20.10.10

VIVA A DIFERENÇA!

a cena é essa:
as crianças estão em uma festa brincando e o pai ouve sua filha chorando, ele prontamente vai ao socorro da filha e tenta entender o que a faz chorar; magoadissima ela explica: "a gente tava brincando de pega-pega e aquela menina só fica tentando me pegar!" o pai não consegue escutar realmente o que a filha está dizendo porque está comovido por ver sua filha magoada, então sua reação é dizer para filha ir la e dizer para a outra menina "eu não gostei do que você fez!!!" a menina toma coragem, pede que o pai a acompanhe e grita o seu recado; ela fica meio confusa sem saber se aquilo gerou algo na "inimiga", e gruda no pai pois não tem clima para voltar a brincar imediatamente.

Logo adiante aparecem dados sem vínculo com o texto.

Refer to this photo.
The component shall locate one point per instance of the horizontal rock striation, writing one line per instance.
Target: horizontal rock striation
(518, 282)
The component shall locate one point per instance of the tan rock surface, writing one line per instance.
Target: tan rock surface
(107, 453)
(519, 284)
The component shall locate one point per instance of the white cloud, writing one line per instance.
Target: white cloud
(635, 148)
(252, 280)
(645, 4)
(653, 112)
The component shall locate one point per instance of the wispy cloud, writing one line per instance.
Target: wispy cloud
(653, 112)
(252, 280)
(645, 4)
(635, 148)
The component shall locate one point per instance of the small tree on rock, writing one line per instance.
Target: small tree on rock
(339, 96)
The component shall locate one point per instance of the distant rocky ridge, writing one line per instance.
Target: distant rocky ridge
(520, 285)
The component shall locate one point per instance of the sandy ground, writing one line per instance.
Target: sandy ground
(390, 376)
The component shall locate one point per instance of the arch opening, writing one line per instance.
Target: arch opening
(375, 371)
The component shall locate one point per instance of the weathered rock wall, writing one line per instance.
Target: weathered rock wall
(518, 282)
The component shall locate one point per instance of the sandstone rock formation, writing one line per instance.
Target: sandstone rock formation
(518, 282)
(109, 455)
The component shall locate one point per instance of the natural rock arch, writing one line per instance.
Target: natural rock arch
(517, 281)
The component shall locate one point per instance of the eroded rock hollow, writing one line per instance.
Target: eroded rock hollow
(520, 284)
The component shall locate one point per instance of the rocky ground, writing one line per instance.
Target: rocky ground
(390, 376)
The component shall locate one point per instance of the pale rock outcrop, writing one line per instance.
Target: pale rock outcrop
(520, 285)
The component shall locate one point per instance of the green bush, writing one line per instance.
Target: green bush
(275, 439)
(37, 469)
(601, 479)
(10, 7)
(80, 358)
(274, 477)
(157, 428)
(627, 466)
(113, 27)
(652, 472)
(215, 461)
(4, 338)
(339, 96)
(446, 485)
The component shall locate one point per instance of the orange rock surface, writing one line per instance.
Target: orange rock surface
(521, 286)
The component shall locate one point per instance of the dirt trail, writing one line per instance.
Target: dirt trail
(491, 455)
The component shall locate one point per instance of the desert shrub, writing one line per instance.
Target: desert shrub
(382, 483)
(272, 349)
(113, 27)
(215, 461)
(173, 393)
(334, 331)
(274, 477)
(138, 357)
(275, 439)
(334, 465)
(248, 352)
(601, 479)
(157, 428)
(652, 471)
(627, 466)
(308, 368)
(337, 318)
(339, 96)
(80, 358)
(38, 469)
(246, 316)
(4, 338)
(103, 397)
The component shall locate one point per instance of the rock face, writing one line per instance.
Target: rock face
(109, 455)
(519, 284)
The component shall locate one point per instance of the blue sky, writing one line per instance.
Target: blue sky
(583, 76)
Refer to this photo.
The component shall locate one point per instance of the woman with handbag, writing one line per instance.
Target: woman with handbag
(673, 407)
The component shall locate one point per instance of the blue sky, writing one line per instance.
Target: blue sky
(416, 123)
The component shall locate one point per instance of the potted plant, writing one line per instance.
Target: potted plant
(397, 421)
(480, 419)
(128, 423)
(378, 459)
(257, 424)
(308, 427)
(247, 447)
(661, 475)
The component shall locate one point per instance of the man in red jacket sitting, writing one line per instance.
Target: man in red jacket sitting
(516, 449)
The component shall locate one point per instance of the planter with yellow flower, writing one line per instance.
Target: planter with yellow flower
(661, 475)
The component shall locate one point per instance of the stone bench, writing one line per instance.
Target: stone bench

vi essa cena enumeras vezes, entre irmãos, amigos, colegas de escola, e muitas vezes com um adulto interferindo dessa mesma maneira.

depois me peguei fazendo essa mesma cena para resolver uma briga entre as minhas filhas, e comecei a desconfiar que com esse tipo de atitude, nós adultos ensinamos a criança a responsabilizar o outro pelos seus sentimentos, e apesar de não ser uma pratica fácil, todo mundo sabe que o único responsável pelos próprios sentimentos é aquele que os sentem.

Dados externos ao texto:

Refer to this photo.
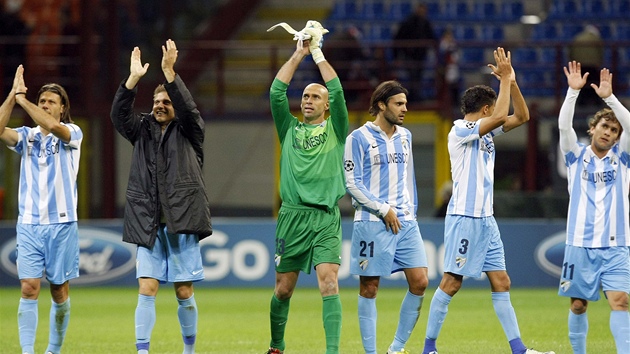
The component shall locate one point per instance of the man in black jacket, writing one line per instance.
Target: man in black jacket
(167, 210)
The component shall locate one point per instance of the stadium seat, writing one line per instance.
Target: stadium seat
(605, 31)
(619, 8)
(379, 31)
(484, 10)
(544, 31)
(569, 30)
(511, 10)
(472, 56)
(434, 10)
(548, 55)
(373, 9)
(399, 10)
(464, 32)
(524, 56)
(492, 33)
(456, 10)
(592, 8)
(563, 9)
(622, 32)
(343, 9)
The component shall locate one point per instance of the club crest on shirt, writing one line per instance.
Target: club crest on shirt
(405, 144)
(363, 264)
(348, 165)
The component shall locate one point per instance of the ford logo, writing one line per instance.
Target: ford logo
(549, 254)
(102, 256)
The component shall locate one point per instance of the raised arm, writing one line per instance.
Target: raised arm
(521, 112)
(39, 115)
(286, 72)
(7, 135)
(604, 90)
(136, 69)
(503, 71)
(575, 80)
(169, 57)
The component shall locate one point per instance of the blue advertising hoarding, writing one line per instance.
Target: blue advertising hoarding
(240, 254)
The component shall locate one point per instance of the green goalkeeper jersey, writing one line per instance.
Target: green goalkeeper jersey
(311, 162)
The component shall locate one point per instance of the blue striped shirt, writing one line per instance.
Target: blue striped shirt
(379, 173)
(472, 169)
(48, 176)
(598, 188)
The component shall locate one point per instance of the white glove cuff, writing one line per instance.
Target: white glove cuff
(318, 56)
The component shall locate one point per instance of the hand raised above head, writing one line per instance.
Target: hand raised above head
(18, 81)
(136, 68)
(575, 79)
(169, 55)
(604, 89)
(503, 61)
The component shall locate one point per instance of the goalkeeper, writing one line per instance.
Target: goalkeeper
(308, 232)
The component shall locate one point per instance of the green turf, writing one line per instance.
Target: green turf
(236, 321)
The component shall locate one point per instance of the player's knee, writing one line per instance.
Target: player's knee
(30, 290)
(418, 287)
(578, 306)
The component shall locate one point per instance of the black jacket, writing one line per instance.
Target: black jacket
(166, 171)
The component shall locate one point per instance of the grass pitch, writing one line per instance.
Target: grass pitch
(237, 321)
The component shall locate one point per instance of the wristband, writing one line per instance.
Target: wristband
(318, 56)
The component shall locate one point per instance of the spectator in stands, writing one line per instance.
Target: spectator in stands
(448, 60)
(588, 50)
(416, 27)
(349, 59)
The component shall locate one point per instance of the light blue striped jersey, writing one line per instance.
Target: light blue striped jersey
(48, 176)
(472, 169)
(598, 188)
(598, 203)
(379, 173)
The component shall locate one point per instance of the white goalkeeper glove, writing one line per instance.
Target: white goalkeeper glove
(313, 31)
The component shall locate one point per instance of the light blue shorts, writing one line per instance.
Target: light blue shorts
(174, 258)
(472, 246)
(584, 270)
(53, 249)
(378, 252)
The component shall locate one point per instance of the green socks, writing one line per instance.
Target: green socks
(278, 319)
(331, 314)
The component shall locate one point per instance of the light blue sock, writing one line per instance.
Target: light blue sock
(188, 314)
(620, 328)
(437, 313)
(409, 313)
(578, 328)
(367, 323)
(27, 324)
(145, 320)
(504, 310)
(59, 318)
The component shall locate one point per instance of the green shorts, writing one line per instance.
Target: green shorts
(306, 237)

em tempos de politicamente correto, ao invés de dizer para a criança "apanhou do amigo? bate de volta!", hoje a criança escuta: "não gostou do que o amigo fez? vai la e diz pra ele que não gostou!"

a criança se frustra com a atitude da outra criança porque elas pensam, sentem e agem de modo diferente!
porém é na diferença que a gente cresce; a igualdade acomoda.

enfrentar as diferenças tem sido uma pratica em desuso, porem são as diferenças que mexem na nossa zona de conforto liberando nosso desenvolvimento.

estamos sendo estimulados a nos unir aos iguais e evitar os que pensam, agem e sentem de modo diferente do nosso, e quando esse confronto é inevitável, nos sentimos incomodados e nossa primeira reação é querer desqualificar o "diferente", e assim vamos perpetuando nossos limites.

na escola as crianças se dividem em turmas onde o pré-requisito para participar do grupinho é "ser igual", e a escola acha isso normal e não investe em dinâmicas para que as crianças desde sempre enfrentem, aprendam e cresçam com as diferenças, não é uma questão de tolerar a diferença, mas aprender na diferença.

assim como os pais quando vem seus filhos em dificuldades tentam resolver desperdiçando a oportunidade da criança entrar em contato com seus sentimentos e entender (sem intelectualismos) que o que ela sente está nas mãos dela e não depende do outro.

claro que o outro pode tomar conhecimento dos nossos sentimentos, e o porque sentimos aquilo, mas o desenvolvimento é justamente entrar em contato com nossas dificuldades e aprender mais sobre nós mesmos, nossos sentimentos, nossas necessidades não atendidas, e supera-las construindo novos horizontes.

fiquei torcendo para que minhas filhas tivessem algum tipo de desentendimento e me chamassem para ajudar, para então experimentar outra atitude.

não demorou muito e ouço as duas chorando:

eu: o que aconteceu?
a mais velha (4anos): eu tava brincando com a boneca e ela pegou falando que a filha é dela!
a mais nova (2anos): ela me bateu! (bateu porque a irmã já aprendeu a revidar sua frustração no outro)
eu: as duas estão tristes?
mais velha: pede pra ela me devolver a boneca!
eu: perguntei se você está triste!
ela: estou!
eu: por que?
ela: porque eu quero brincar!
eu para a mais nova: e você está triste porque?
ela: porque eu quero brincar!

silencio

a mais velha: você quer ser a tia da minha boneca e me ajudar a cuidar dela?
a pequena: sim!

e foram brincar juntas!

4 comentários:

Beco do Restaurador disse...

fantástico, vou experimentar comigo mesma, e se tiver oportunidade com meus netos. ...ao saber que o outro tem um sentimento igual ou semelhante ao seu, desperta a compaixão e nos faz solidário

Pauleca disse...

Sensacional!!!!! juro que vou tentar, ta? rsrs....

Juru disse...

Simples...mas surpreendente.
Alias, como tudo o que eh simples, teimamos em sempre achar que o simples eh mais dificil do que realmente parece.
Obrigada Ana.

marta! disse...

Que lindo!!!
Sou professora e enfrento essas situações todos os dias! Vou tentar sair do automático e criar oportunidades de aprendizado durante as desavenças!